Your questions apply not only to the sleeve procedure.
The good news is that you don't have to put yourself through the anguish and doubts you've taken on. You can decide right now not to have surgery. It's that simple and freeing. In fact you can choose not to lose weight by any method. Even simpler and more freeing. No matter how one chooses to lose weight, a lifetime commitment is necessary for lifelong success.
The greatest obstacles are emotional, not habits. If chewing mindfully and thoroughly is "unnatural," then the converse must be true. To eat "naturally" is to bolt food mindlessly à la the wolves. People have the capacity to develop new habits by repetition. Eating in the ways that suit surgery can become the norm when you desire. It's like learning arithmetic. We eventually rely less on our fingers for counting.

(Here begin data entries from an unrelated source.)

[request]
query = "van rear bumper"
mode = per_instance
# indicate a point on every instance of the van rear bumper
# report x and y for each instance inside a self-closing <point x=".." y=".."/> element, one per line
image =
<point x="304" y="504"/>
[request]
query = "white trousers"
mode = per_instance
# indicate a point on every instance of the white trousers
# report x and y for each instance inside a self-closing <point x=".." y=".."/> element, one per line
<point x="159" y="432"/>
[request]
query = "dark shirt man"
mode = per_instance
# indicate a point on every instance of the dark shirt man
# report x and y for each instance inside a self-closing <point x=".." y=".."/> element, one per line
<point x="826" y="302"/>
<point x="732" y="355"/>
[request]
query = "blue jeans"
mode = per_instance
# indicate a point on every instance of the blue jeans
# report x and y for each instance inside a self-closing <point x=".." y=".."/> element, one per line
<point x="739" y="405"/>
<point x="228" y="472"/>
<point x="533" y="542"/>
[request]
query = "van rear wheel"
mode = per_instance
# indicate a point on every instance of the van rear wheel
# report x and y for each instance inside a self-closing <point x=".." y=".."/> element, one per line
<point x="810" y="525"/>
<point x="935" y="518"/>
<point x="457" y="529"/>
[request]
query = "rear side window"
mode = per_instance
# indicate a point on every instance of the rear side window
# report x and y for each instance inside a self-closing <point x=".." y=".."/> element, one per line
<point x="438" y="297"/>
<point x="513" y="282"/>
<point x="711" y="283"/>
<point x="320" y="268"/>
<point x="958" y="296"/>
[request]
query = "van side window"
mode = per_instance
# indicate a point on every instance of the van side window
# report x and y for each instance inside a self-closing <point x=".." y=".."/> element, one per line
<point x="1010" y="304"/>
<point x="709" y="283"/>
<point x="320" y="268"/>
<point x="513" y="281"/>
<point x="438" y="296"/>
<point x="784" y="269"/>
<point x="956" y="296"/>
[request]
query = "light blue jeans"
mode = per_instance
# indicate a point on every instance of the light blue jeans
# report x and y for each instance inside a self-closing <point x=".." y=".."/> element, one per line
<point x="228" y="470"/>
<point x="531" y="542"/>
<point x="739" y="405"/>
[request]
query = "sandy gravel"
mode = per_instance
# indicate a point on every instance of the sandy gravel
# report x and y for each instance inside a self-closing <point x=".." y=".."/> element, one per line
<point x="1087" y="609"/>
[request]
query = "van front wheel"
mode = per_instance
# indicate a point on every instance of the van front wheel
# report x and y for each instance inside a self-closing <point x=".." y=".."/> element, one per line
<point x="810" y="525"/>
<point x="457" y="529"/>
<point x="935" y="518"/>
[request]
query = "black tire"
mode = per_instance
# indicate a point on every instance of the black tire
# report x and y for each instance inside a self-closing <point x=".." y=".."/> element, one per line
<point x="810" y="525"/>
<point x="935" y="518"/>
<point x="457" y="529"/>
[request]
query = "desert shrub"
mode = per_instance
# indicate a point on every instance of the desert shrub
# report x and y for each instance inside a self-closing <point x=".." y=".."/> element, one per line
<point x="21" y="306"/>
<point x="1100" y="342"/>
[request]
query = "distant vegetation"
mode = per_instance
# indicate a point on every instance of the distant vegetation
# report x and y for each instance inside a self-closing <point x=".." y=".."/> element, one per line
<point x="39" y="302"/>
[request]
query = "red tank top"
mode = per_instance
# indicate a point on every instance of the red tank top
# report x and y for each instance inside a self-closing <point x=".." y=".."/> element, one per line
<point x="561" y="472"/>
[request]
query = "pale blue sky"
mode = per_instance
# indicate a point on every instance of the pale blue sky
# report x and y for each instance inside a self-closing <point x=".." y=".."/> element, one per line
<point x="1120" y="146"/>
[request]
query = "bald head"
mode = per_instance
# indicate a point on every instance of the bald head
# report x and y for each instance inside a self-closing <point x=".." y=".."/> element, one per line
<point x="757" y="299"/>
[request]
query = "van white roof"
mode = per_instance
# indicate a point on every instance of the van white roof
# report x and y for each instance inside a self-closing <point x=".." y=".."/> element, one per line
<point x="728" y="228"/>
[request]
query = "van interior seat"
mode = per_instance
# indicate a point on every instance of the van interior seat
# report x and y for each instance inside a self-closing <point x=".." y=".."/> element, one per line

"Large amounts of time and energy" for planning meals? You really won't have to pass up other activities to have time for all that ponderous planning. As feeble an excuse "I have to wash my hair" was in the olden days, "I have to plan my meals" has less credibility.
I'd be dishonest if I were to say that making changes is a snap, but it's nowhere near what you're telling yourself. It's okay to be ambivalent and fearful of making the commitment to yourself, but don't do yourself the disservice of being dishonest with yourself.
It might help you to make a decision if, instead of listing the negatives, you begin a written list of reasons that you do want to lose weight. Keep each reason brief and narrow and number them as you go along. Pick up the notebook over the next days and weeks to add reasons as they occur to you. No reason is silly or shallow. They're all about what you want for yourself. Wanting to wear size 6 knickers is as valid as wanting to be rid of backache or signs of diabetes.
As an example of focused reasons, "To wear the blue dress that's been hanging in the closet these past four years." To write "To wear the things that got too small" limits the number of items on the list. Name each separately if that's the case.
If you're feeling that you're jumping in to something that you're not ready for, give yourself more time. You want walking into the operating room to be a positive experience, not a trip to the guillotine. You're ahead of the game in knowing that behavior changes are necessary, but don't blow them into impossible tasks. You may very well run into rough spots and feel resentful from time to time after the fact. That's what the therapist, BP and your surgery practice's support group are for. We each have to do our own work, but there are others to do it with.